Searching taxonomic data

The locally stored data has a full text search index generated, which can be used for taxonomic full text search queries.

library(dplyr)

# search all taxa, literature references and vernacular names at once
dyntaxa_search_all("blåklocka")


# search for hits where the taxon identifier is 220018
# note more than one hit, because we search 
# all of taxa, literature reference and vernacular name
# and there is more than one vernacular name for this taxon
dyntaxa_search_all(220018)


# so if you wish to return just the distinct set of taxon identifiers and names
dyntaxa_search_all(220018) %>% 
  distinct(taxonId, scientificName)


# search for hits with vernaculars that contain the string "räv"
# and display identifiers and names only
dyntaxa_search_vernacular("*räv*") %>%
  distinct(taxonId, scientificName, vernacularName)


# operators AND, OR, NOT can be used in searches
# search for hits where the identifier is 220018
dyntaxa_search_all("220018 AND taxonomicStatus:accepted") %>% 
  select(taxonId, scientificName, vernacularName)


# search for hits for identifier 220018
dyntaxa_search_id("220018")


# search for hits where title contains "Thomas Karlsson" and discard 
# hits that mention "Databas" in the title
dyntaxa_search_all("title:Thomas Karlsson NOT title:Databas")


# search for taxa with vernacular names matching 
# strings beginning with "fjällräv" OR "rödräv"
dyntaxa_search_vernacular("^rödräv* OR ^fjällräv*") %>% 
  distinct(taxonId, scientificName, vernacularName)

Fuzzy name matching

Sometimes a use case may involve checking that a given list of scientific names is not misspelled.
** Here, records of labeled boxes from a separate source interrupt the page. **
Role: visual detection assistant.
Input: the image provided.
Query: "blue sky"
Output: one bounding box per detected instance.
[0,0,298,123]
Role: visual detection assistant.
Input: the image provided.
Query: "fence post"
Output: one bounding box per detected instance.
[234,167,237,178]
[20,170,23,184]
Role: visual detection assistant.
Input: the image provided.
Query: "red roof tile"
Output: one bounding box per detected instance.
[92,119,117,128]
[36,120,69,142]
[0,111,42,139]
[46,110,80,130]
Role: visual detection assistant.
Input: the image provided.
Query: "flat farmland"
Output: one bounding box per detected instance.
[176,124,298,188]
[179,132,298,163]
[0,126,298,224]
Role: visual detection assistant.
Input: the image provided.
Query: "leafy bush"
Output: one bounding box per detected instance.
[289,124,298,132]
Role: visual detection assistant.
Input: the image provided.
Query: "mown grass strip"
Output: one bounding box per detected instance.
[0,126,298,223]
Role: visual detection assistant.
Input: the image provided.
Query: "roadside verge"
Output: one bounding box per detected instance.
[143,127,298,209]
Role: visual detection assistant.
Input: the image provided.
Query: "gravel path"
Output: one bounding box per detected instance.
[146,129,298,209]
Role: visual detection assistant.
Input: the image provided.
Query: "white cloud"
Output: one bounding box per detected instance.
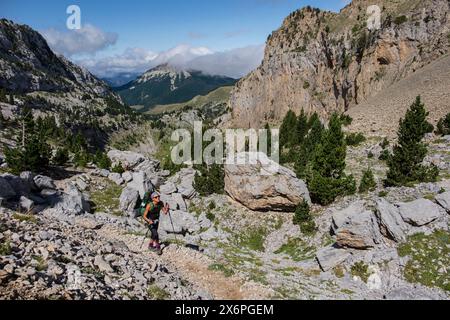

The dyntaxa_resolve() function can be used for this purpose.

Here is a short example which shows a list of mostly misspelled scientific names and how these can be "cleaned" through the fuzzy matching provided in that function.

# this list have scientific names that are mostly misspelled
misnames <- c("Vulpe vulp", "Canis lupu", "Vulpes vulpez", "Apu apu", "Apus apus")

dyntaxa_resolve(misnames)

Automating lookups for lists with taxonomic names and/or identifiers

In general, when working with lists (or vectors) of several species names (or identifiers), using packages such as purrr and dplyr will enable convenient automated lookups.

The following usage examples shows how to automate a number of tasks for variable-length lists of taxonomic names or identifiers and return results as neat data tables (tibbles):

library(purrr)
library(dplyr)

# given a list of several species names, lookup the identifiers
lookups <- c("Abies procera", "Pinus contorta")
df <- tibble(lookups, taxonId = map_chr(lookups, dyntaxa_id_from_name))
df

# the opposite - given a list of several identifiers, lookup the names
keys <- df$taxonId
tibble(keys, scientificName = map_chr(keys, dyntaxa_name_from_id))


# combine classifications from several identifiers
res <- map(keys, dyntaxa_classification)
names(res) <- keys
bind_rows(res, .id = "key")

# combine downstream taxa for several identifiers
map(keys, dyntaxa_downstream) %>% 
  bind_rows(.id = "key")

# taxonomic immediate children for several identifiers
map(keys, dyntaxa_children) %>% bind_rows(.id = "key")

# search fulltext index for several terms
dyntaxa_search_vernacular("blåklocka OR vitsippa") %>% 
  select(taxonId, scientificName, vernacularName)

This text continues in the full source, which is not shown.